Kolomdesa.com, Banyuwangi – Warga Desa Sumberberas yang berada di Kecamatan Muncar, Kabupaten Banyuwangi terus menekuni usaha rumahan pengolahan ikan tradisional. Usaha yang menjadi ciri khas itu secara turun-temurun menjadi sumber utama pengasilan bagi warganya.
“Dengan itu, aromanya lebih terasa. Yang diasap mayoritas ikan pari. Tapi tergantung ketersediaan ikan juga,” kata salah seorang warga, Nuryanto, pada Bupati Banyuwangi Ipuk Fiestiandani yang tengah menjalani program Bupati Ngantor di Desa (Bunga Desa) di desa tersebut, Senin (29/7/2024).
Menurut Nuryanto (52), proses pengasapan yang dilakukan masih menggunakan metode tradisional, yakni menggunakan serabut kelapa dan bonggol jagung kering.
Setiap hari, ia menghabiskan hingga 100 kilogram (kg) ikan pari untuk diasap di rumah pengasapan.
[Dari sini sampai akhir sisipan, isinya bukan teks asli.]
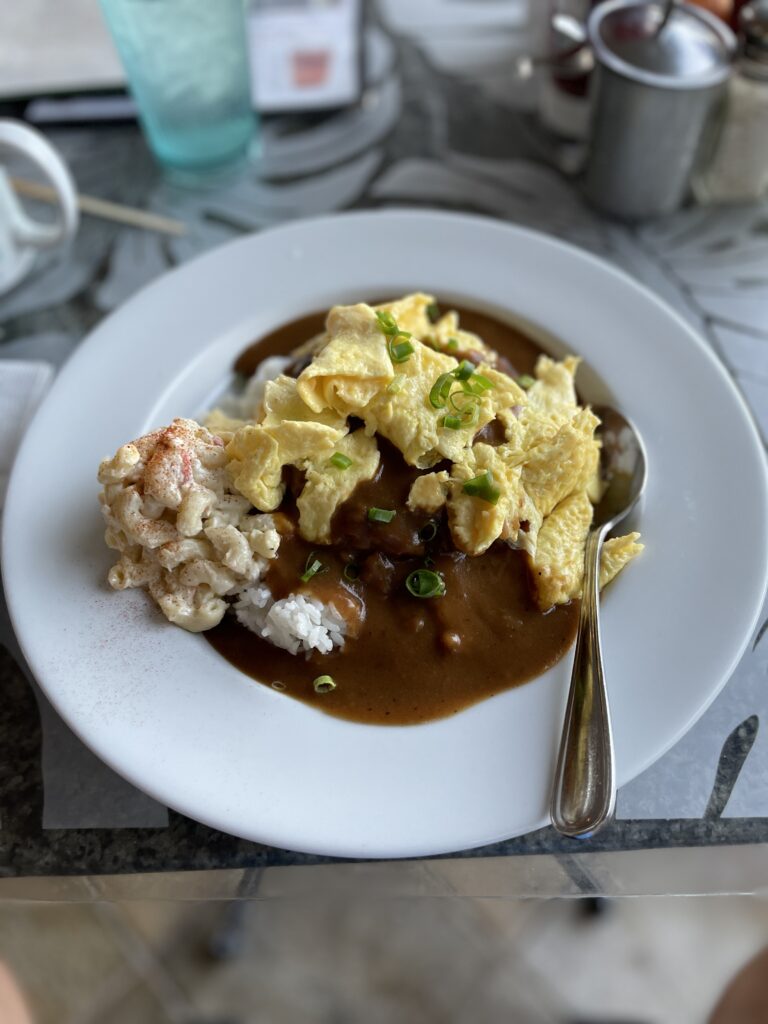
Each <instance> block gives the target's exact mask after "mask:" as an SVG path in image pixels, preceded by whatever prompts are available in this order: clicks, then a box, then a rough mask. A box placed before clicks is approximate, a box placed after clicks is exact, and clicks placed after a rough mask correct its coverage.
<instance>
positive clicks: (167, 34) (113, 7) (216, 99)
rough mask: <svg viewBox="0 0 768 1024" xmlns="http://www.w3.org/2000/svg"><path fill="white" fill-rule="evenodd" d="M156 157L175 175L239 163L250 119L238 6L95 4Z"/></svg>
mask: <svg viewBox="0 0 768 1024" xmlns="http://www.w3.org/2000/svg"><path fill="white" fill-rule="evenodd" d="M101 8H102V10H103V13H104V16H105V19H106V23H108V25H109V27H110V31H111V33H112V35H113V38H114V40H115V44H116V46H117V48H118V52H119V53H120V56H121V59H122V61H123V65H124V67H125V71H126V75H127V76H128V82H129V85H130V89H131V92H132V94H133V96H134V98H135V100H136V103H137V106H138V112H139V119H140V121H141V124H142V127H143V129H144V133H145V135H146V138H147V140H148V142H150V146H151V147H152V150H153V152H154V153H155V156H156V157H157V158H158V160H159V161H160V162H161V163H162V164H164V165H166V166H167V167H170V168H174V169H178V170H181V171H191V172H198V171H209V170H211V169H216V168H219V167H224V166H226V165H228V164H231V163H233V162H237V161H239V160H241V159H243V158H244V157H245V156H246V154H247V153H248V150H249V146H250V143H251V140H252V139H253V136H254V132H255V128H256V119H255V115H254V113H253V106H252V102H251V76H250V67H249V60H248V48H247V33H246V20H245V6H244V0H101Z"/></svg>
Ikan-ikan itu kemudian dijual dengan harga antara Rp 3.500 hingga 4.500 per tusuk.
Nuryanto bersama istrinya mengelola industri rumahan tersebut dibantu para istri nelayan di sekitarnya. Mereka bekerja membersihkan ikan, mengasap ikan, hingga menyiapkan bambu untuk menjepit ikan asap.
Ikan asap produksi Nuryanto dijual sebagian besar ke sejumlah pasar yang tersebar di Banyuwangi. Dalam sehari, ia mengantongi omzet hingga Rp 3 juta.
“Pernah diminati untuk dikirim ke China juga. Tapi kita tidak bisa karena targetnya harus sampai puluhan ton. Sementara stok ikan pari kami tidak sampai sebanyak itu,” tutur Nuryanto.
Selain pengasapan ikan, di desa ini hasil perikanan juga diolah menjadi petis. Bupati Banyuwangi Ipuk Fiestiandani mengunjungi usaha rumahan petis udang milik Heru Dwi Narto. Usaha keluarga ini telah beroperasi selama 28 tahun dan mampu memproduksi hingga 7 kwintal petis udang setiap harinya.
“Ini usaha keluarga. Keunggulan produksi petis udang kami memakai gula yang kami buat sendiri, sehingga ada cita rasa yang khas. Pasar kami masih untuk memenuhi kebutuhan pasar Banyuwangi,” kata Heru.
Ipuk mengapresiasi upaya masyarakat dalam mempertahankan pengolahan hasil perikanan yang telah mereka lakukan secara tradisional, sehingga menjadi ciri khas tersendiri.
“Justru pengolahan tradisional seperti ini harus tetap dipertahankan, karena saat ini banyak diminati. Aroma dan rasanya juga lebih lezat seperti ini daripada diolah dengan cara modern lainnya,” ujar Ipuk.
Selain itu, Ipuk juga mengapresiasi usaha mereka karena melibatkan istri nelayan dalam pengolahan ikan. Menurut Ipuk, hasil olahan akan lebih menguntungkan dibanding ikan yang disimpan dalam cold storage.
“Cara pemberdayaan istri nelayan semacam ini bagus. Bapaknya melaut, istrinya bisa melakukan aktivitas yang produktif,” kata Ipuk.
“Kami juga meminta OPD terkait untuk memberikan pendampingan, agar produksi mereka meningkat dan pasarnya lebih luas,” imbuhnya.